I have to give huge credit to the writers, cast, and crew for pulling this off. They’ve taken a deep-rooted, uncomfortable truth — that our society still sees women through a conservative filter — and turned it into a story that feels light but hits hard. It makes you laugh, smile, and then suddenly catches you off-guard with a line or a look that makes you think: Wait. That’s so true.

One of the most powerful parts, for me, was how it calls out the hypocrisy of so-called ‘modern’ men. The ones who say all the right things about equality and freedom but quietly hold the same old biases when they’re pushed out of their comfort zones. It’s an honest reminder that being ‘liberal’ isn’t about hashtags — it’s about how you act when it matters.
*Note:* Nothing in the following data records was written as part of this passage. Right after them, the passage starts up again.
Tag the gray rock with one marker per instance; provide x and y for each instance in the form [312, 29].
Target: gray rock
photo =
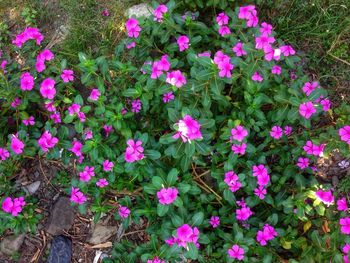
[139, 11]
[102, 233]
[62, 217]
[11, 244]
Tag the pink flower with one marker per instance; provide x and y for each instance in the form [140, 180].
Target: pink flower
[345, 225]
[94, 95]
[307, 109]
[4, 154]
[29, 122]
[268, 233]
[167, 196]
[303, 163]
[238, 49]
[123, 211]
[27, 81]
[188, 129]
[239, 148]
[232, 180]
[183, 42]
[325, 197]
[134, 151]
[243, 213]
[77, 196]
[222, 19]
[214, 221]
[132, 27]
[342, 205]
[277, 70]
[168, 97]
[276, 132]
[260, 192]
[239, 133]
[236, 252]
[107, 165]
[224, 30]
[159, 12]
[76, 148]
[67, 75]
[16, 145]
[86, 175]
[344, 134]
[13, 206]
[47, 141]
[102, 183]
[47, 88]
[257, 77]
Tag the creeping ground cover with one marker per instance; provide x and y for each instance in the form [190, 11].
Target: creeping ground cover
[214, 126]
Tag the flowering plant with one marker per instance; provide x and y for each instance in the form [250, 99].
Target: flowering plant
[216, 123]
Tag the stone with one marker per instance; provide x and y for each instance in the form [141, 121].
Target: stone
[101, 233]
[11, 244]
[62, 217]
[139, 11]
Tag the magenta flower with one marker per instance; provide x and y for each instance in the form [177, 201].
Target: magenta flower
[27, 81]
[257, 77]
[236, 252]
[188, 129]
[303, 163]
[307, 109]
[214, 221]
[16, 145]
[134, 151]
[239, 148]
[47, 88]
[276, 70]
[183, 43]
[345, 225]
[159, 12]
[77, 196]
[238, 49]
[132, 27]
[276, 132]
[168, 97]
[123, 211]
[4, 154]
[232, 180]
[102, 183]
[13, 206]
[239, 133]
[47, 141]
[107, 165]
[342, 205]
[29, 122]
[325, 197]
[67, 75]
[94, 95]
[167, 196]
[344, 134]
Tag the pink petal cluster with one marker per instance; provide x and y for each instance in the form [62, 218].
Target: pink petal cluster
[236, 252]
[188, 129]
[167, 196]
[134, 151]
[77, 196]
[183, 42]
[159, 12]
[27, 34]
[232, 180]
[13, 206]
[47, 141]
[132, 27]
[266, 234]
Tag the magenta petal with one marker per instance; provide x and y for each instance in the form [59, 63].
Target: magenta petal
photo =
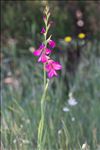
[43, 58]
[37, 52]
[48, 51]
[52, 43]
[48, 67]
[52, 73]
[57, 66]
[43, 30]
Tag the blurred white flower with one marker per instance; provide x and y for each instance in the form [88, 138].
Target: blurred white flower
[72, 101]
[66, 109]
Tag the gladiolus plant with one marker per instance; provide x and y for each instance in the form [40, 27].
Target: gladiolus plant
[49, 66]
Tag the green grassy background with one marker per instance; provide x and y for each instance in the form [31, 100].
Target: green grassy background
[21, 98]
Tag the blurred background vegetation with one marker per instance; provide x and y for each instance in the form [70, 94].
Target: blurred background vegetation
[21, 23]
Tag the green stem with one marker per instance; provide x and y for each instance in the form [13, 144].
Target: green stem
[41, 123]
[44, 75]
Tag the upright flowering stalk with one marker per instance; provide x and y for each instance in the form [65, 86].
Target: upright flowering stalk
[49, 66]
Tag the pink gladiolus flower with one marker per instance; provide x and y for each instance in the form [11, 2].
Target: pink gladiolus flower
[42, 52]
[43, 30]
[52, 43]
[52, 67]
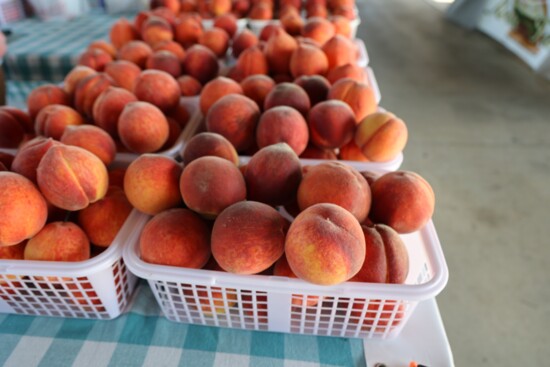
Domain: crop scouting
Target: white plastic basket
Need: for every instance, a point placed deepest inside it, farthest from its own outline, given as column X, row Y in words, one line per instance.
column 274, row 303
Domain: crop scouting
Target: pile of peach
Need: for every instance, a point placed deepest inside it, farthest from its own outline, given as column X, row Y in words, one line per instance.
column 59, row 202
column 346, row 223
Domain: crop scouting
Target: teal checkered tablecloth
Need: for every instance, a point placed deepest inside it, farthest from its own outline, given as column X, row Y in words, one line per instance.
column 47, row 50
column 143, row 337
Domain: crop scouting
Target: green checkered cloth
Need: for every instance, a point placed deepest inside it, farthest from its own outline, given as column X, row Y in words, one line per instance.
column 39, row 50
column 143, row 337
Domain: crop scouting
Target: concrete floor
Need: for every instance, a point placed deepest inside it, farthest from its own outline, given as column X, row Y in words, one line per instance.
column 479, row 125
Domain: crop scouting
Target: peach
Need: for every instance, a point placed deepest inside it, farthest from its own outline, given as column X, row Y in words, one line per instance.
column 74, row 76
column 173, row 47
column 325, row 245
column 187, row 31
column 165, row 61
column 124, row 73
column 189, row 86
column 108, row 106
column 201, row 63
column 273, row 175
column 216, row 89
column 227, row 22
column 45, row 95
column 359, row 96
column 243, row 40
column 58, row 241
column 336, row 183
column 282, row 269
column 319, row 29
column 308, row 60
column 156, row 30
column 381, row 136
column 278, row 50
column 314, row 152
column 71, row 177
column 103, row 46
column 288, row 94
column 136, row 52
column 248, row 237
column 11, row 131
column 94, row 58
column 176, row 237
column 102, row 220
column 208, row 144
column 257, row 87
column 151, row 183
column 158, row 88
column 122, row 32
column 252, row 61
column 316, row 87
column 52, row 120
column 351, row 71
column 142, row 127
column 403, row 200
column 210, row 184
column 87, row 91
column 235, row 117
column 28, row 156
column 93, row 139
column 283, row 124
column 24, row 210
column 331, row 124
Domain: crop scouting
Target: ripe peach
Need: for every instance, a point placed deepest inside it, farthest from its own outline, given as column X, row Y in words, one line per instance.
column 201, row 63
column 158, row 88
column 71, row 178
column 216, row 39
column 283, row 124
column 108, row 106
column 136, row 52
column 331, row 124
column 176, row 237
column 235, row 117
column 216, row 89
column 94, row 58
column 58, row 241
column 308, row 60
column 164, row 61
column 189, row 86
column 53, row 119
column 403, row 200
column 24, row 210
column 316, row 87
column 142, row 127
column 124, row 73
column 122, row 32
column 359, row 96
column 248, row 237
column 288, row 94
column 151, row 183
column 381, row 136
column 45, row 95
column 325, row 245
column 336, row 183
column 208, row 144
column 257, row 87
column 93, row 139
column 102, row 220
column 273, row 175
column 210, row 184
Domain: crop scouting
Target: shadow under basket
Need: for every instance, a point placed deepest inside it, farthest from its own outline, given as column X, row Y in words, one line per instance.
column 98, row 288
column 281, row 304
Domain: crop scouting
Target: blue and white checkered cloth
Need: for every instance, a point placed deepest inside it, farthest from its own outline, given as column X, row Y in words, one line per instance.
column 143, row 337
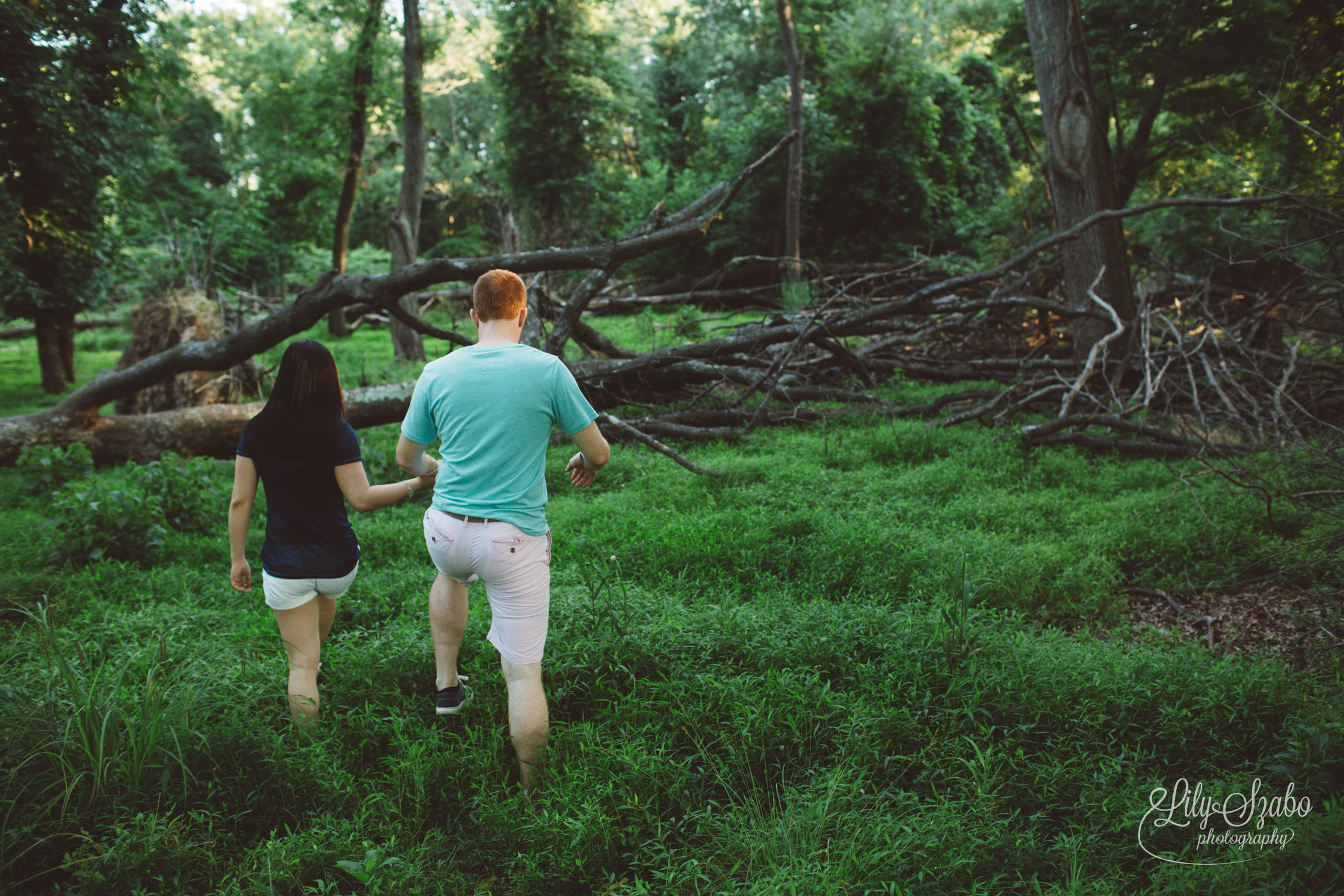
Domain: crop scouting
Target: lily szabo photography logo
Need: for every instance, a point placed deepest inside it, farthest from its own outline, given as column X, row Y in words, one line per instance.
column 1223, row 832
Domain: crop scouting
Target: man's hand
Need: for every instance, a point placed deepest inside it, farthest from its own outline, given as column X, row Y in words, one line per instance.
column 426, row 480
column 241, row 577
column 580, row 475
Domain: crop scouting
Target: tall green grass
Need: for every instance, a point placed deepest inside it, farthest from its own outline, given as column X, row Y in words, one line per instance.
column 825, row 673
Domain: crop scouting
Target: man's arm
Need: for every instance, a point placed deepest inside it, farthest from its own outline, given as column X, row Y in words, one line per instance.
column 410, row 457
column 593, row 456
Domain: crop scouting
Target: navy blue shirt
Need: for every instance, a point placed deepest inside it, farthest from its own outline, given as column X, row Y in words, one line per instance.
column 308, row 535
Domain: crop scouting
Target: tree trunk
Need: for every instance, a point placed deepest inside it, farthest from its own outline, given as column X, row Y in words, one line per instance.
column 404, row 226
column 49, row 352
column 1079, row 167
column 66, row 343
column 207, row 430
column 362, row 80
column 793, row 182
column 380, row 290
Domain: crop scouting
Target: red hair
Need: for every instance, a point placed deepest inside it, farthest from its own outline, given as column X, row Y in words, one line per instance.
column 499, row 295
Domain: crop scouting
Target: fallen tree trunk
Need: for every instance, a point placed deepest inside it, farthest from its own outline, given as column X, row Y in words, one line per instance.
column 331, row 290
column 209, row 430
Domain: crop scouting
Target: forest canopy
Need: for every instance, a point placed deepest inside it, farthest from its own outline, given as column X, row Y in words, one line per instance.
column 565, row 121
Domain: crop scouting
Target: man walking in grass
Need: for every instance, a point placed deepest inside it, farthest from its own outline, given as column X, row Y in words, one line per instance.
column 493, row 405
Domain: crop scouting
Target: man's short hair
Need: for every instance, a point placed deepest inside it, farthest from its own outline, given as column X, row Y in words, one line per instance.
column 499, row 295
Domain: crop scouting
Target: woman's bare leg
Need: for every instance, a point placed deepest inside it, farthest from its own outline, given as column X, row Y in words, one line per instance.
column 303, row 630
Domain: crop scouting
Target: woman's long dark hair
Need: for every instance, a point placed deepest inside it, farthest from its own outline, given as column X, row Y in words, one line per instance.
column 307, row 408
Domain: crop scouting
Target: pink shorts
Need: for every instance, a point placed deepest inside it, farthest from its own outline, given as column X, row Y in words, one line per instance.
column 516, row 571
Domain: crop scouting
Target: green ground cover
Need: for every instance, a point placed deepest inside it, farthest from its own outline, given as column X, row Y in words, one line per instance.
column 773, row 688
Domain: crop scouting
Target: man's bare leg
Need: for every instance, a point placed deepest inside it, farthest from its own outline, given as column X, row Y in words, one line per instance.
column 529, row 720
column 447, row 625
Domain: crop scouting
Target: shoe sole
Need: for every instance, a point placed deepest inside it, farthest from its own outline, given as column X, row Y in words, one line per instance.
column 452, row 711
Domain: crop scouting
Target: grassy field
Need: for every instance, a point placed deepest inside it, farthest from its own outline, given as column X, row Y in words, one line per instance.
column 873, row 658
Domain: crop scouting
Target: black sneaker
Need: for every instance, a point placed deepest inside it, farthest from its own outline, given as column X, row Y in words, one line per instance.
column 452, row 700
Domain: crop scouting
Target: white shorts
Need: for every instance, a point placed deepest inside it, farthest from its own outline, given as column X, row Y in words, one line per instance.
column 287, row 594
column 516, row 571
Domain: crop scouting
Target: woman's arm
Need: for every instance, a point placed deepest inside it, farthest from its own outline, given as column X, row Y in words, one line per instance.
column 364, row 497
column 240, row 515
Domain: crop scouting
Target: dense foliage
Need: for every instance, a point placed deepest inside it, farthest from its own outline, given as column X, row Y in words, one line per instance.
column 576, row 117
column 69, row 73
column 785, row 682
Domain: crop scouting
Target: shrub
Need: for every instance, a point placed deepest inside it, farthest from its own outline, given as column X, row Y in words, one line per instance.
column 46, row 469
column 94, row 522
column 186, row 489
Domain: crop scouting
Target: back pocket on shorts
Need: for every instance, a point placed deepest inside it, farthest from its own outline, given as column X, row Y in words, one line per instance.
column 508, row 546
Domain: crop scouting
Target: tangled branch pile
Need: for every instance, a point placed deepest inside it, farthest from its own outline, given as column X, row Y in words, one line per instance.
column 1238, row 362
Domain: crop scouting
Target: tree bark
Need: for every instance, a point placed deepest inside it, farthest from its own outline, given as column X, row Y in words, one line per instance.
column 75, row 420
column 361, row 82
column 66, row 343
column 1079, row 165
column 379, row 290
column 404, row 227
column 49, row 352
column 207, row 430
column 793, row 182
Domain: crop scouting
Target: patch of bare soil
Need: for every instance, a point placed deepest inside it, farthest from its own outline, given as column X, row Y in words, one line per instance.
column 1297, row 628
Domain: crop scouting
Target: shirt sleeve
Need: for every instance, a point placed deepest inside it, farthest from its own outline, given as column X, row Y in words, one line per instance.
column 569, row 407
column 418, row 425
column 347, row 449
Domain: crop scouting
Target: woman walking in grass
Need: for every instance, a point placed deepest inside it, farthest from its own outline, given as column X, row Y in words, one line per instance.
column 308, row 457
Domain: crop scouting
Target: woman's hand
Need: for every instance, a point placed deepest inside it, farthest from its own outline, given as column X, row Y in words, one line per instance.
column 426, row 480
column 241, row 577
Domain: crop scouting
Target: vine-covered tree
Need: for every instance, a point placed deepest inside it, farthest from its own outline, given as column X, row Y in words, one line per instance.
column 67, row 69
column 559, row 104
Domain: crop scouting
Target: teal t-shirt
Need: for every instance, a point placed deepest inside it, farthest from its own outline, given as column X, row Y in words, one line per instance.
column 493, row 410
Of course, one film can’t change the world overnight. But movies like this start things. They spark questions at dinner tables, in living rooms, and in quiet moments when you’re replaying a scene in your head. They shake the status quo just enough that maybe, someday, we’ll see real change.

At its heart, Aap Jaisa Koi leaves you with something simple and beautiful: love only needs love. No one is lesser or greater — partners stand side by side, equal in choice, equal in voice.

I’m so glad stories like this are being made. They remind us that change always starts with someone daring to tell the truth — softly, cleverly, and without fear. If you’re looking for a movie that’s easy to watch yet impossible to forget, Aap Jaisa Koi is it.

Watch it — and let it sit with you too.